In recent years, more and more Americans have started observing the occasion with Cinco de Mayo parties, as an opportunity to celebrate Mexican culture. (“Celebrating Mexican culture” is really just another way of saying “drinking tequila”.)
Growing up in the Midlands of South Carolina in the 1960’s, I was not exposed to very much Hispanic tradition. Most of what I knew about Mexico was what I had gleaned from my visits to “South of the Border” in Dillon County on I-95. (Years later, I was taken aback to learn that the convenience stores in Mexico are NOT lined with wall-to-wall video poker machines.)
In high school, circa 1970, when I was mandated by state law to study a foreign language, I was given a choice between Spanish or French. I wanted to choose the one which would be most useful in my later life, so naturally I chose French. What possible use would I ever have for Spanish? Where was I more likely to travel? Paris or El Burrito?
Then, in the early 80’s, when the Shealy family was flown to Los Angeles to appear on the show “Family Feud” – true story, we’ll get to it another time – we were asked the now famous “Mexican food” question. Richard Dawson, the shows host, announces: “One hundred Americans surveyed, top five answers on the board… Name your favorite Mexican food!”
Blank stares from the Shealy family. It was the early 80’s, before the Age of Taco Bell, and we were from Lexington County, in the middle of the Deep South, home of grits, fatback, and collard greens. We were having trouble thinking of ONE Mexican food, let alone five!
Over the years, I’ve tried to gain a better understanding of our neighbors to the south. I like some of their traditions, especially the one about taking a nap in the middle of every afternoon: the siesta! Now that’s a tradition I could learn to love, especially at my age. Granted, the hour out of the workday probably hasn’t been the greatest stimulus for their national economy… gross national product, gross domestic product, etc. But pesos aren’t everything, right? I vote for the nap.
Now, the “worm-in-the-beer” tradition… I’m not so sure about that one. (You have to drink some pretty nasty beer to get to that worm!)
Until recently, I always thought Cinco de Mayo was Mexican Independence Day. Not so. May 5th commemorate the day in the 1860’s the Mexicans beat the French! Frankly, I think it’s an awful lot of hoopla to celebrate beating an army of chefs and artists. The Girl Scouts could beat the French.
The actual Mexican Independence Day is later in the year, September 16th.
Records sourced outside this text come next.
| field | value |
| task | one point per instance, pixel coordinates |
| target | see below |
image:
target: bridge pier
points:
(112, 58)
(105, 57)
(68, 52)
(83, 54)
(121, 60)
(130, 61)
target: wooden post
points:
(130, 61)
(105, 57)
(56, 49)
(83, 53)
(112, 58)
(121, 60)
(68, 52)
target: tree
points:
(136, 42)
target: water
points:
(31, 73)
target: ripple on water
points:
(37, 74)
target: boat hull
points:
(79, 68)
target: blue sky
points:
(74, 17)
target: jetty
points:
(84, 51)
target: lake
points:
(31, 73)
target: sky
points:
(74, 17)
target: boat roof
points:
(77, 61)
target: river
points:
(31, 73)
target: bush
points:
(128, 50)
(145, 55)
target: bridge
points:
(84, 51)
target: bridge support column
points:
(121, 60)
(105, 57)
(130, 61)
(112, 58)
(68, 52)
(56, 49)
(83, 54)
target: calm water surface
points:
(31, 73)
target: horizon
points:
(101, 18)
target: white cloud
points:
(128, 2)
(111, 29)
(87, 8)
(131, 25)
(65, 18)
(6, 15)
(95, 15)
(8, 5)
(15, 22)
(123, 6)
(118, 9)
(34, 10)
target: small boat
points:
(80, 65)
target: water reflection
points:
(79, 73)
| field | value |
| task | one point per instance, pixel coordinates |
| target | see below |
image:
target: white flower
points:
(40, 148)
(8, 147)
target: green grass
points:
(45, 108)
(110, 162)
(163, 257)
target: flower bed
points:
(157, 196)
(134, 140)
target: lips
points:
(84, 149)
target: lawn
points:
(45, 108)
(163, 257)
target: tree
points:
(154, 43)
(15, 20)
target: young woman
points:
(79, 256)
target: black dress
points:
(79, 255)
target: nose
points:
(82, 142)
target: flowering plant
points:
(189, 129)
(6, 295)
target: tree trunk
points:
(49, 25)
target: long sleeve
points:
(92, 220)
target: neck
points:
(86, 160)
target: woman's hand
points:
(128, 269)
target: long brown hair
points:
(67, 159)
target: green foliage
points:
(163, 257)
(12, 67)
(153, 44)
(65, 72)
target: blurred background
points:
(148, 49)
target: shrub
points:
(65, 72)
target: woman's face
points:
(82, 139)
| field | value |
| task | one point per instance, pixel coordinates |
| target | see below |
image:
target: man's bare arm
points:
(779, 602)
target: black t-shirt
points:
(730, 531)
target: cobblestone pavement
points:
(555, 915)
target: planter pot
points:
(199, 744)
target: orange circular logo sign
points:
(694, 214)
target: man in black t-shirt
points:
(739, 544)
We Americans celebrate that time of the year, but we call it a different name: Football Season!
Since we don’t really pay attention to Mexico in September, I’ll continue to think of Cinco de Mayo as their national celebration.
All of which brings me to the issue that seems to be weighing heavy on the American consciousness these days: Illegal Immigration.
Why are all those Mexicans coming here?
Why do the leave a homeland where they can take a nap every afternoon, to come pick our produce, wash our dishes, roof our houses, and dig our ditches? Why are they leaving their families and risking their lives for the tablescraps from the American feast of opportunity?
They’re willing to overcome many obstacles and hardships -- even imprisonment – for a taste at our free enterprise system. They’re breaking our laws to be here.
Some people see it as evidence that they are somehow substandard. I see it as evidence that they are endowed with the same human spirit which drives us all toward freedom.
I know I should be angrier that these illegal immigrants seem to find ways to stay here in spite of our laws… but I guess I’m just grateful that I’m lucky enough to have been born here.
In observance of Mexico’s May 5th, I’ll be celebrating America’s July 4th.